Ontario Labour Relations Board
[1992] OLRB Rep. August 938
0952-92-R Harc Incorporated, Applicant v. Ontario Public Service Employees Union, Respondent
BEFORE: Judith McCormack, Vice-Chair, and Board Members W. A. Correll and A. Hershkovitz.
APPEARANCES: S. Fraser and P. Melady for the applicant; Christopher Dassios and Ed Ogibowski for the respondent
DECISION OF THE BOARD; August 6, 1992
This is an application under section 60 [formerly section 59] of the Labour Relations Act in which the applicant employer requested that the Board terminate the bargaining rights of the respondent union on the basis that the latter did not give notice to bargain within sixty days following certification.
On the day set for the hearing of this matter, the Board invited the parties to stipulate the facts upon which they relied. The respondent union then indicated that it had been certified to represent employees on March 25, 1992. In early April, an internal control form was sent to the union's regional membership services department with the effect that a negotiator from the Guelph regional office was assigned to this bargaining unit. However, at that time the Guelph regional office was experiencing staffing difficulties, and as a result, indicated that it could not handle the matter.
The staff complement at the Guelph regional office was due to be increased by one. However, that person was not appointed until July of 1992. In the meantime, one of the other staff representatives contacted members of this bargaining unit and a bargaining committee was appointed. During this period, the employer had the name of a contact person on the forms that were filed during the certification process, but did not contact anyone from the union. On June 26, 1992, the employer brought this application to terminate the union's bargaining rights. On July 3, notice to bargain was served by the union. The applicant employer has declined to enter into negotiations pending the disposition of this application. Finally, counsel for the union indicated that he had with him a petition signed by sixteen out of twenty-three employees in the bargaining unit to the effect that this application should be dismissed.

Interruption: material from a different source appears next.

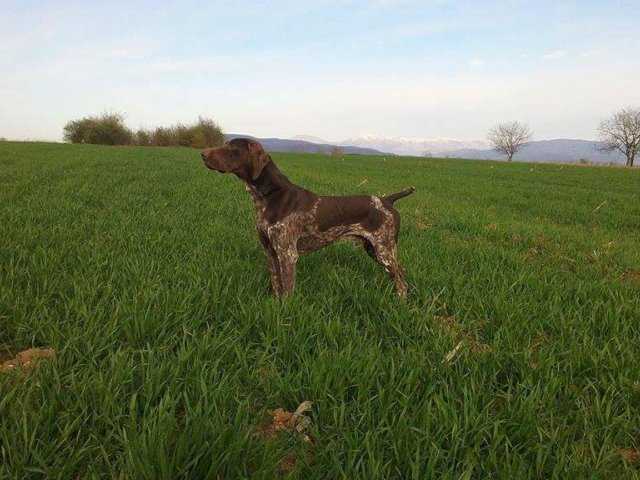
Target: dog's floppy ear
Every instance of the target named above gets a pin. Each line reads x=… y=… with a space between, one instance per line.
x=258 y=159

The applicant employer stipulated that it had suffered prejudice as a result of the respondent union's delay in sending notice to bargain in the following manner. In February of 1992, a review team report was issued by the Ministry of Community and Social Services. One of the recommendations in this report was that the employer review its personal policies and consult with staff in this regard. Since that time, the employer has been in direct communication with employees in the bargaining unit about their preferences, and the result has been that a number of policies and structures have been developed that deal with issues normally addressed in collective bargaining, including the distribution of work, and policies that confer benefits on employees. Other policies are planned. The day after this application was filed, the employer implemented those policies. Among other things, the employer was concerned that the union might file an unfair labour practice complaint.

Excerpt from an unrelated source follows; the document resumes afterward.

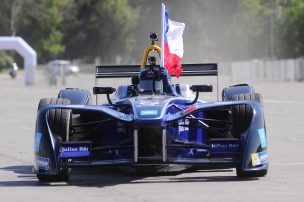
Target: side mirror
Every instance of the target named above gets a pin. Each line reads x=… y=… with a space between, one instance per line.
x=103 y=90
x=201 y=88
x=135 y=80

Both counsel indicated that they were not in a position to dispute the facts stipulated by the other with the exception that counsel for the employer contended that any petition that was not filed in a timely manner in this application was now irrelevant. In addition, during argument it appeared that he took issue with the assertion that the union had appointed a bargaining committee.
The Board then heard the submissions of counsel. In this regard, counsel referred to Medi-Park Lodges Inc., [1979] OLRB Rep. Oct. 1007, Yarntex Perth, Division of Yarntex Corporation Limited, [1975] OLRB Rep. Feb. 137, Bois A. Lechance Lumber Limited, [1984] OLRB Rep. Jan. 1, United Counties of Stormont, Dundas and Glengarry, [1979] OLRB Rep. April 354, Trizec Equities Limited, [1978] OLRB Rep. Feb. 189, F. CM. Construction Limited, [1982] OLRB Rep. May 670.
The Board subsequently gave the following oral decision:
Having carefully considered the parties' submissions and those of the facts relied upon by the parties which are undisputed, we conclude on the basis of the Board's jurisprudence that the application should be dismissed. The amount of delay involved here is not lengthy, the explanation advanced by the respondent indicates inadvertence rather than an intention to sleep on its rights, and we are not persuaded that any prejudice suffered by the employer results from the respondent's conduct.